Notes on agent budgets: why "let it think longer" is a bug.

A pattern shows up in maybe a third of the agent demos I’m forwarded. The agent tries a tool. It fails. The agent tries a slightly different tool. That fails too. The agent tries the first tool again with different arguments. That also fails. The agent then “reflects” — emits a paragraph about how it should think more carefully — and tries another permutation of the same tool. At some point the wrapper times out and the demo cuts.

The team running the demo will tell you the agent is “still learning.” It is not. There is no learning happening. The agent is in a loop, the wrapper is hiding it, and the system has no notion of when to stop.

This is not an agent problem. This is a budget problem. The agent has no budget. It does not know what a budget is. The system was designed under the assumption that more thinking is always better, which is false.

Budgets are part of the spec

A well-built agent is scoped by three budgets, declared before any reasoning starts. Every step the agent takes is checked against all three.

Cost budget: total dollars (or model-token-equivalents) the agent is allowed to spend per task.
Latency budget: total wall-clock time the agent is allowed to take per task.
Depth budget: total number of tool calls (or planning iterations) the agent is allowed to take.

If any one of these exceeds its budget, the agent is required to halt and produce a structured partial result — not retry, not reflect, not “let it think longer.”
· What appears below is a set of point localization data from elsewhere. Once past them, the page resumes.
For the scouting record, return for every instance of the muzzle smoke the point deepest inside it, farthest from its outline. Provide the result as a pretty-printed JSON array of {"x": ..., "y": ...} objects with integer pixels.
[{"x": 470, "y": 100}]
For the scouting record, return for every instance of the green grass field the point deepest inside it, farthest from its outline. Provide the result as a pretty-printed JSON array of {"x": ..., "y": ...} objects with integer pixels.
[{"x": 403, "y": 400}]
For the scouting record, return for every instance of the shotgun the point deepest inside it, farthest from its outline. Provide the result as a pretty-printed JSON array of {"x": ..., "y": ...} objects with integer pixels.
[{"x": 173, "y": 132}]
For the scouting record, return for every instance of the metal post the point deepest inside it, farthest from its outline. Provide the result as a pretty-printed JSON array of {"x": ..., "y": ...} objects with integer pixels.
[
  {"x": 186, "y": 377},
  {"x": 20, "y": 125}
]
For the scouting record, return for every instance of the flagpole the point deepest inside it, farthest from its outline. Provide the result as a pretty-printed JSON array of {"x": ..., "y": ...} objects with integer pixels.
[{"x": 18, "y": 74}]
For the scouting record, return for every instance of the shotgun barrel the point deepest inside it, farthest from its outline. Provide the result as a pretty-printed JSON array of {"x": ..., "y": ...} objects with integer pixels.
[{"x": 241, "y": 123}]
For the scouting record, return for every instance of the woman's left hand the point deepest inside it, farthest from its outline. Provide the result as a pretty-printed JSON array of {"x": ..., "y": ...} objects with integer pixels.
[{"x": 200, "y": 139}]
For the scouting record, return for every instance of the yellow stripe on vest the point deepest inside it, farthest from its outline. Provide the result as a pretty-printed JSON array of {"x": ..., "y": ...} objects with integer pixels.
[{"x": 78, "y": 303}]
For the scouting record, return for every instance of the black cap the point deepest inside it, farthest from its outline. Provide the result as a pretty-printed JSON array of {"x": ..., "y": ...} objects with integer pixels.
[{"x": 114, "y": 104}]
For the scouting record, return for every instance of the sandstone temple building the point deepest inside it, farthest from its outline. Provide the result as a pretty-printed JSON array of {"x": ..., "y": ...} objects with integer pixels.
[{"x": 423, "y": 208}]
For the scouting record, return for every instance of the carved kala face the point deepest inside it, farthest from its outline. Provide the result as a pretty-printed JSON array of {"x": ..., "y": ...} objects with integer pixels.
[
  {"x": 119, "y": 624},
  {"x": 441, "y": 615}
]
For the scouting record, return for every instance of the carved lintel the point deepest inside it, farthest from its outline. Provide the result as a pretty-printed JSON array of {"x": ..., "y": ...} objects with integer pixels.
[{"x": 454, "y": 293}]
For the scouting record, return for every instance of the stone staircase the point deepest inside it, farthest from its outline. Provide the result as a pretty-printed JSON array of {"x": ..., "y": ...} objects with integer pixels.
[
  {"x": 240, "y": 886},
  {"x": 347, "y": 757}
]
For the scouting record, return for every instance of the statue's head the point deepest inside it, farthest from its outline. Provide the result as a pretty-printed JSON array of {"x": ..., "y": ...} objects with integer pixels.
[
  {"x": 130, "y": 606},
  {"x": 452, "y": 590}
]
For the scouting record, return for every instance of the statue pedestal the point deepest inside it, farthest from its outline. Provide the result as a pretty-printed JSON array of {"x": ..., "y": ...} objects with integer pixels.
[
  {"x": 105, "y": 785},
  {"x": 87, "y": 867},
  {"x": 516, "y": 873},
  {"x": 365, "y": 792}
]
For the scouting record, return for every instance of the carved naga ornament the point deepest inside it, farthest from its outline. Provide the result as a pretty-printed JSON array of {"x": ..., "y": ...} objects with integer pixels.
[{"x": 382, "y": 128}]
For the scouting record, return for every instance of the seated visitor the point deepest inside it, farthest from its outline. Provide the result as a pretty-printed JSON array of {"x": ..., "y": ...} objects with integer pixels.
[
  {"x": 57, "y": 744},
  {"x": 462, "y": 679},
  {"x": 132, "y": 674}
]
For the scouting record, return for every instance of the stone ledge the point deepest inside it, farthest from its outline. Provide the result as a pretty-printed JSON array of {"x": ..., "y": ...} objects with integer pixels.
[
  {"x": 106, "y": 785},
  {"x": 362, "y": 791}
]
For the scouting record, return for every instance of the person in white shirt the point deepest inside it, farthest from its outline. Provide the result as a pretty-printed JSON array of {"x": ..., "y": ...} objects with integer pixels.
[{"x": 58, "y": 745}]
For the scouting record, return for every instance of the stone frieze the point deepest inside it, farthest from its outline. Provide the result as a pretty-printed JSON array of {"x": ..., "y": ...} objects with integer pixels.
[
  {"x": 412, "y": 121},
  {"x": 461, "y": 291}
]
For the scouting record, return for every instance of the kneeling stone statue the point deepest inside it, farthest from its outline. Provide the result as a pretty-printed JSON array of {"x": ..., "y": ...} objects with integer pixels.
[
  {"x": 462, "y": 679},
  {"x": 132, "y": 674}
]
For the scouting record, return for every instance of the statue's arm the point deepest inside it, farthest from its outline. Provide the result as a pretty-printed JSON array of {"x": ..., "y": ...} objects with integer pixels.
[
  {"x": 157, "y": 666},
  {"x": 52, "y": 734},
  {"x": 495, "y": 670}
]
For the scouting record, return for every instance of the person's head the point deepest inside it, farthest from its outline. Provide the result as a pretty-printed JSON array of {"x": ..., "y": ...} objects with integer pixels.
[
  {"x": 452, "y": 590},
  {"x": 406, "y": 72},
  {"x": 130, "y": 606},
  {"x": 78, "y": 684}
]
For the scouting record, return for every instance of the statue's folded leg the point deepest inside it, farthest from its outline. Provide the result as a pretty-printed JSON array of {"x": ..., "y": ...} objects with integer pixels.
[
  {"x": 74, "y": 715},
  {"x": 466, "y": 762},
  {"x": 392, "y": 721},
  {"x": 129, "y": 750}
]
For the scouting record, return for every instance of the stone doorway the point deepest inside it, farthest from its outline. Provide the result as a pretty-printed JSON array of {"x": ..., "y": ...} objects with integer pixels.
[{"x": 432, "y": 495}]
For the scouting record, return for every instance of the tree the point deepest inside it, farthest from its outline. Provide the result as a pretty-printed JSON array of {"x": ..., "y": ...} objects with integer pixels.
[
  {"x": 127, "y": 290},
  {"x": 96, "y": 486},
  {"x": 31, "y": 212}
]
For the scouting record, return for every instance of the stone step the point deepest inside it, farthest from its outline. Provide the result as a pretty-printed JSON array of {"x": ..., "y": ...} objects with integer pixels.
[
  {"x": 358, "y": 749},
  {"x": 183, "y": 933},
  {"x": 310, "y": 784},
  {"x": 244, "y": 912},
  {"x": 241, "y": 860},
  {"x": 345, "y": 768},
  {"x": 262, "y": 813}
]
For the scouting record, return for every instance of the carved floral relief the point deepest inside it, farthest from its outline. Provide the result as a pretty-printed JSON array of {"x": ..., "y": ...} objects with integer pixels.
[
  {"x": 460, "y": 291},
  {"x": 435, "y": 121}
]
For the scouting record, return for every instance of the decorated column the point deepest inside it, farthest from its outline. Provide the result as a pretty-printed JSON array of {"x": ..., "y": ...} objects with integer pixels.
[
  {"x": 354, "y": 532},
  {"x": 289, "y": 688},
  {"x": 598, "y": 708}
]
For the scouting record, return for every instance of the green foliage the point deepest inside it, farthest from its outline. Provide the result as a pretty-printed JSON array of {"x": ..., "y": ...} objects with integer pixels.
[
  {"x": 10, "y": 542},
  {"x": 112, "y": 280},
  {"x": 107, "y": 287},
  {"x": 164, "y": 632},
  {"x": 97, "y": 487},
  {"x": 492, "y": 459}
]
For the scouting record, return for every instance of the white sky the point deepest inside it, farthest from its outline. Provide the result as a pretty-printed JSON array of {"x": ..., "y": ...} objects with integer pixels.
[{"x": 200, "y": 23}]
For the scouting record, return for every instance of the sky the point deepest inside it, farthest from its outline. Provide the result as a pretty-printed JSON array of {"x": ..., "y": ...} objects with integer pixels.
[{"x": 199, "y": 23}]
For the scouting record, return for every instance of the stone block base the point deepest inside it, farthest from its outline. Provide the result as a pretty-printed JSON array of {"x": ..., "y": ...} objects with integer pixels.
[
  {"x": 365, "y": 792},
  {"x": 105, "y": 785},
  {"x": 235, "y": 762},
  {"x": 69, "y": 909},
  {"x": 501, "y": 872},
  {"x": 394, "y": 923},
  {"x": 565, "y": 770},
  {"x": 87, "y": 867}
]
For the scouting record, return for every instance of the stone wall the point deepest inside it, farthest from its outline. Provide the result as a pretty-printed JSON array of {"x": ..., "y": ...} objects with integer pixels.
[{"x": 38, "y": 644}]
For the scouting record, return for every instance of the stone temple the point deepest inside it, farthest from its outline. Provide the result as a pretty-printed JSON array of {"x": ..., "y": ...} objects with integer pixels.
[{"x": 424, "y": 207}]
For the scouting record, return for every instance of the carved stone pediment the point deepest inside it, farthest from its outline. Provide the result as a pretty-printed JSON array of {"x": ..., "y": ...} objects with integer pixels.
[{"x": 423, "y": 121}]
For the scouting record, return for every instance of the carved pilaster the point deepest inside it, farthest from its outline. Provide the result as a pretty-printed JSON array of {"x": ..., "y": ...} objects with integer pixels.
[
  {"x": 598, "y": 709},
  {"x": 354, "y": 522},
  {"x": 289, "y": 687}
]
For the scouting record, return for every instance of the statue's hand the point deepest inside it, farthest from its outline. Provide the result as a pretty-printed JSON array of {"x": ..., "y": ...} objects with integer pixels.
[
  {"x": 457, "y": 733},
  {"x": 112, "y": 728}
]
These three numbers are determined by the use case, not by the model. A real-time dispatch agent has a 4-second latency budget and a 20-cent cost budget. A nightly research assistant has a 2-hour latency budget and a $4 cost budget. The same model serves both, with different orchestration.

If you cannot tell me your three budgets, you do not have an agent. You have a chatbot that calls functions.

What “let it think longer” gets wrong

The temptation to extend the budget when an agent struggles is strong. Almost every team building agents this way reaches for it. The reasoning sounds rational: the model is almost there; one more step and it will figure it out. Let it think longer.

It will not figure it out. Across thousands of agent traces we’ve reviewed, the pattern is overwhelmingly: when an agent fails to make progress in the first three or four tool calls, additional calls do not improve the outcome. The shape of the trace deteriorates. The agent tries the same thing in different wrappings. It calls a tool, gets a 400, calls the tool again with the same arguments, gets the same 400, “reflects,” and concludes that the tool is broken.

Models do not autonomously generate better hypotheses by being granted more compute. They generate more hypotheses, drawn from the same distribution. That is sampling, not reasoning. If the gold path is not in that distribution, you get more wrong answers at higher cost.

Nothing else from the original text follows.